Seriously though, for all the work I put into getting the floors clean, it should at least last a day. Three would be nice. Sweeping, vacuuming, mopping...

Anyway, also regarding #9, I tried to behave tonight. I browned up some fresh chicken breast that I had marinating in the refrigerator, and also made broccoli slaw...I mixed that chicken with hot sauce and butter, and ate it all together...and only had one small slice of the pizza, while we watched, "Home". After the little girls were tucked in, I watched, "The Age Of Adaline", with the older girls. Unfortunately, I made a big batch of popcorn popped in coconut oil, with butter...

So Paul is coming home tomorrow. Of course I'm glad, but to be honest, it's nice that he travels some, because then I miss him when he's gone. And missing someone means you can't wait until they come back, and that helps you appreciate them, and being glad to see someone you have been married to since 1984...well, that's a good thing. So shh, it's not just because he puts air in the van tires and can stop and get a gallon of milk on the way home from work.

I am thankful for our marriage. It isn't perfect. He is not a detail person. I can tell a story, and he'll start waving his hands in that, "hurry up and get to the point" motion. I say, that's the whole point of me telling this story, for the conversation, not just to pass on information. So I have had my share of hurt feelings. We're different, he and I. I am definitely a Drop Everything And Visit type when the older kids come over. And, I am a Clean Up Quick before company comes person, too. He thinks it looks fine in here. He's more practical, more responsible.

But...the thing about Paul is that he is very humble. Even if his initial reaction to something is strong, he'll second guess himself, talk to me about it, and then mellow out. No matter what the older kids come up with, he doesn't get too ruffled. He KNOWS it's not the end of the world when something challenging happens, and his calmness is very comforting. He rarely pursues his own interests, and when he does, I love it. It does my heart good to see him go fishing or hunting, or play his guitar.

He's a little naggy about us leaving the lights on, and turning the heat up too high, and if it were up to him, we wouldn't have overdue fees at the library every single time we get books out. Ha, he has a lot to put up with!

But we do love each other, and I am thankful that our differences haven't gotten in the way of that. Sparks still fly, sorry kids, if you are reading this. :)
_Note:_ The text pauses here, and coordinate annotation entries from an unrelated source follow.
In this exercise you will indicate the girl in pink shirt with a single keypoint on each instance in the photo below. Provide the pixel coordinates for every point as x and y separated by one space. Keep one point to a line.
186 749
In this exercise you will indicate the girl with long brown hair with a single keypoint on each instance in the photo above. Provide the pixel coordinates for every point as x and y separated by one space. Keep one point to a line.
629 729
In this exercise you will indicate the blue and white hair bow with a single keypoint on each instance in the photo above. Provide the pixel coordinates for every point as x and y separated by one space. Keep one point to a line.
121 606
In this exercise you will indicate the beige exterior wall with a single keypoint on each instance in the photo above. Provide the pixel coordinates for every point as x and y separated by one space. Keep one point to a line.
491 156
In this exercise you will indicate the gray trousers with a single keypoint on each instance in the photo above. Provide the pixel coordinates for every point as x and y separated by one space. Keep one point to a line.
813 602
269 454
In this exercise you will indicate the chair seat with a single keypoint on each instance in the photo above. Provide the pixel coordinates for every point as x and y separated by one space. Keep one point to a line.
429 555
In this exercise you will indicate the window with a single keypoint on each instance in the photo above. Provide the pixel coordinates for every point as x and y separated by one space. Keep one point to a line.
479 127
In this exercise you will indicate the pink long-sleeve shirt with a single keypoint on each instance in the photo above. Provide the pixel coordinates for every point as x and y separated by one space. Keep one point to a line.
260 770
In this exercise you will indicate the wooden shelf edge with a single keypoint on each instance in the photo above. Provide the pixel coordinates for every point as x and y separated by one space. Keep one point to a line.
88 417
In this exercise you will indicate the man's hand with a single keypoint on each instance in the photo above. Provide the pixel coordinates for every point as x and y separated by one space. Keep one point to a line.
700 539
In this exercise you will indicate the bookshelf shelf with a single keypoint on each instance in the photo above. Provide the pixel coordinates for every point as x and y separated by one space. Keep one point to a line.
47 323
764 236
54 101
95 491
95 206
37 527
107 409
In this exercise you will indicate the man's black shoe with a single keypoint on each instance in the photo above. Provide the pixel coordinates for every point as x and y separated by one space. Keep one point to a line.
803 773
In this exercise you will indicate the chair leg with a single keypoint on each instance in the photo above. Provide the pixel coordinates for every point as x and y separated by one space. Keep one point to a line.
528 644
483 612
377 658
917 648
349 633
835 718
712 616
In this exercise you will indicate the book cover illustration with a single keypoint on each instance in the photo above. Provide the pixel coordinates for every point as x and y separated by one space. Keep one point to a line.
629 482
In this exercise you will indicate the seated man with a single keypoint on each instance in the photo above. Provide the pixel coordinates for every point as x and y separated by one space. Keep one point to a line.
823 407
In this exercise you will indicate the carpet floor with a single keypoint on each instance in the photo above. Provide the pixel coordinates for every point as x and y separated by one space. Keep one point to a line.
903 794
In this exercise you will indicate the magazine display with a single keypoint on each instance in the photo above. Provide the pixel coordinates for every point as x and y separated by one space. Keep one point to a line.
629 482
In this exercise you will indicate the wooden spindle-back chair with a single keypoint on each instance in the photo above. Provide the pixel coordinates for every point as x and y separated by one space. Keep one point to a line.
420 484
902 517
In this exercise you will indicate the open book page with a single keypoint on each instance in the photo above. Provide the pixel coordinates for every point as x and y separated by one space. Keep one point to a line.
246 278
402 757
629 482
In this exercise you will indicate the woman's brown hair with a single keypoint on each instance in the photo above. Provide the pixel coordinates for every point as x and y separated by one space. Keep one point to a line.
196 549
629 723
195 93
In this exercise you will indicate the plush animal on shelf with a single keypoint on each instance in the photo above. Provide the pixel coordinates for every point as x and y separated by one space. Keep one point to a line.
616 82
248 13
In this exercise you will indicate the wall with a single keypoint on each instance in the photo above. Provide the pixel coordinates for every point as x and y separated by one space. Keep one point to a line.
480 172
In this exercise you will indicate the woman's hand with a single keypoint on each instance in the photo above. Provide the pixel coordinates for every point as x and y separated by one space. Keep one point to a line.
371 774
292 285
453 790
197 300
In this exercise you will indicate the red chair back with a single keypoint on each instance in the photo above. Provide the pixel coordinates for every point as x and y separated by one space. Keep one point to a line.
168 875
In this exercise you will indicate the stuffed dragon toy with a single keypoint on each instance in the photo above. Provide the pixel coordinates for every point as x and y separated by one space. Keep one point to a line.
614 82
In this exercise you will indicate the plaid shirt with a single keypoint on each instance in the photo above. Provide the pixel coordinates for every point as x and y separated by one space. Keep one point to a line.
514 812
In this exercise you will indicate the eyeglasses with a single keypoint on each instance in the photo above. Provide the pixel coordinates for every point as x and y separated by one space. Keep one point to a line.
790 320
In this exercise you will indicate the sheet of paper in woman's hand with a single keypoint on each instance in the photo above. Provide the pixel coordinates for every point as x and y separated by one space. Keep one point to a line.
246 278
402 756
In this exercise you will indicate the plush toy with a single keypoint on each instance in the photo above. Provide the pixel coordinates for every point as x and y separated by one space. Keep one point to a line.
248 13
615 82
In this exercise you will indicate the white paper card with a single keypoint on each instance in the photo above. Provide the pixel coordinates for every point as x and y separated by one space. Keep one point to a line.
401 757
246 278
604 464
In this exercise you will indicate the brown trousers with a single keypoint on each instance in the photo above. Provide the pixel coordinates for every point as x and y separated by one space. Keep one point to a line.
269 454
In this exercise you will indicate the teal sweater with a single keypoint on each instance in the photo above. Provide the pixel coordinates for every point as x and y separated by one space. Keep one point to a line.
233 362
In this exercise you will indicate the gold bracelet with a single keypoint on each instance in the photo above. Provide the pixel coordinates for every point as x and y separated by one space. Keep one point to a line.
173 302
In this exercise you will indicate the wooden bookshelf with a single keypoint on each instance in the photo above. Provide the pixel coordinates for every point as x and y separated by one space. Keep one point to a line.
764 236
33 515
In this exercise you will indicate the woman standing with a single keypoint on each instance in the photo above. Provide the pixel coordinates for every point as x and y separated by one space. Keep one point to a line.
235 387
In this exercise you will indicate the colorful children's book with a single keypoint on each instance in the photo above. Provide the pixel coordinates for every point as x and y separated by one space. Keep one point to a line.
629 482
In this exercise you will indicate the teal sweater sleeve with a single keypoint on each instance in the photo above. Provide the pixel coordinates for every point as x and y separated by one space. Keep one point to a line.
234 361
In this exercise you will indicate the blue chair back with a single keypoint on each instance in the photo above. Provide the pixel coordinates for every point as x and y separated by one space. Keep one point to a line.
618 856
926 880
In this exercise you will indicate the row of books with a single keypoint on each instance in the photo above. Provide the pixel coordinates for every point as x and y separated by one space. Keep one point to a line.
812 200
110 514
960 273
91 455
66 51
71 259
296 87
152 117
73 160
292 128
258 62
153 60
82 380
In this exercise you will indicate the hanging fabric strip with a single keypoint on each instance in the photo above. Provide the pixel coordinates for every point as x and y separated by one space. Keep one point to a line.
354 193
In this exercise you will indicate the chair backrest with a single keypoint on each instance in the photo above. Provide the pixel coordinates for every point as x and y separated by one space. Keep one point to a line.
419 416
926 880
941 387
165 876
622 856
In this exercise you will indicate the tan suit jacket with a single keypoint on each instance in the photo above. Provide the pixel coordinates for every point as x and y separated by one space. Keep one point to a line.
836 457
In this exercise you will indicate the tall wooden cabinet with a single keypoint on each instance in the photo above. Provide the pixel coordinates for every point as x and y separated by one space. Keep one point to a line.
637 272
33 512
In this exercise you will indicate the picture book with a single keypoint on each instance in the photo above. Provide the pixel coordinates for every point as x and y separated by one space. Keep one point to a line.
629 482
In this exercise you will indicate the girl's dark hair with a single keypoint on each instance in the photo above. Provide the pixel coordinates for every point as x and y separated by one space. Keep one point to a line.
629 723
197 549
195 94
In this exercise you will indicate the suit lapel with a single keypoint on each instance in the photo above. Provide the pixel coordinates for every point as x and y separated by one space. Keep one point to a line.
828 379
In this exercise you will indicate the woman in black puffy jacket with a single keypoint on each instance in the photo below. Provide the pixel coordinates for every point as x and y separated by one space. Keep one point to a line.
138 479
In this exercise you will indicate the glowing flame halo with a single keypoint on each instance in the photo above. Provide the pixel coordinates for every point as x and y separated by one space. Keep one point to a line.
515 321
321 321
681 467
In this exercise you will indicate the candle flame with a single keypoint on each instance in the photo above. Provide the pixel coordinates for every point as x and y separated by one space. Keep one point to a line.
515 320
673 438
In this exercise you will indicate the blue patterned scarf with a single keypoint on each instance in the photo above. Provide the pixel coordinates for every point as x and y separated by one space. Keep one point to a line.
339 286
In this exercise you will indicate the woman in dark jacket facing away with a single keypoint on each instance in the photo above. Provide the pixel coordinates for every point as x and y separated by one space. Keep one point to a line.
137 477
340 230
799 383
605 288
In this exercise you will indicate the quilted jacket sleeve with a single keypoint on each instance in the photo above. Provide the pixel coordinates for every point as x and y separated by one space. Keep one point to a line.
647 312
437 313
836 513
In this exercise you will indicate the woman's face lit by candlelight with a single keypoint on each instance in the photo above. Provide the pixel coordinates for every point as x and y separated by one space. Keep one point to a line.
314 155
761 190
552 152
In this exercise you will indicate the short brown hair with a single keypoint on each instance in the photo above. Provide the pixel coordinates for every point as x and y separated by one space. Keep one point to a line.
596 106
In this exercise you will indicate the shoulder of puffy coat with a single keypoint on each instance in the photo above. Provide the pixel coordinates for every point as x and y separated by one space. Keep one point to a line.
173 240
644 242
Charlotte Claire and Camille Anaya had gym class this evening AFTER they watched their movie. They ran around and around and around. They have those foam interlocking mats, and they push the coffee table over, put the mats down, and drag a ten foot long two-by-four up the stairs, and use it as a balance beam. Because living rooms are also gymnasiums. Sometimes they put on rollerblades, and yeah, skate around the living room and kitchen. Is it GOOD for the floors? No, but it sure is fun for the kids. Winter is long and cold here in central New York state. They go out and play and go sledding but it's not enough exercise....

Yeah, so goodnight. My stagecoach has long turned back to a pumpkin.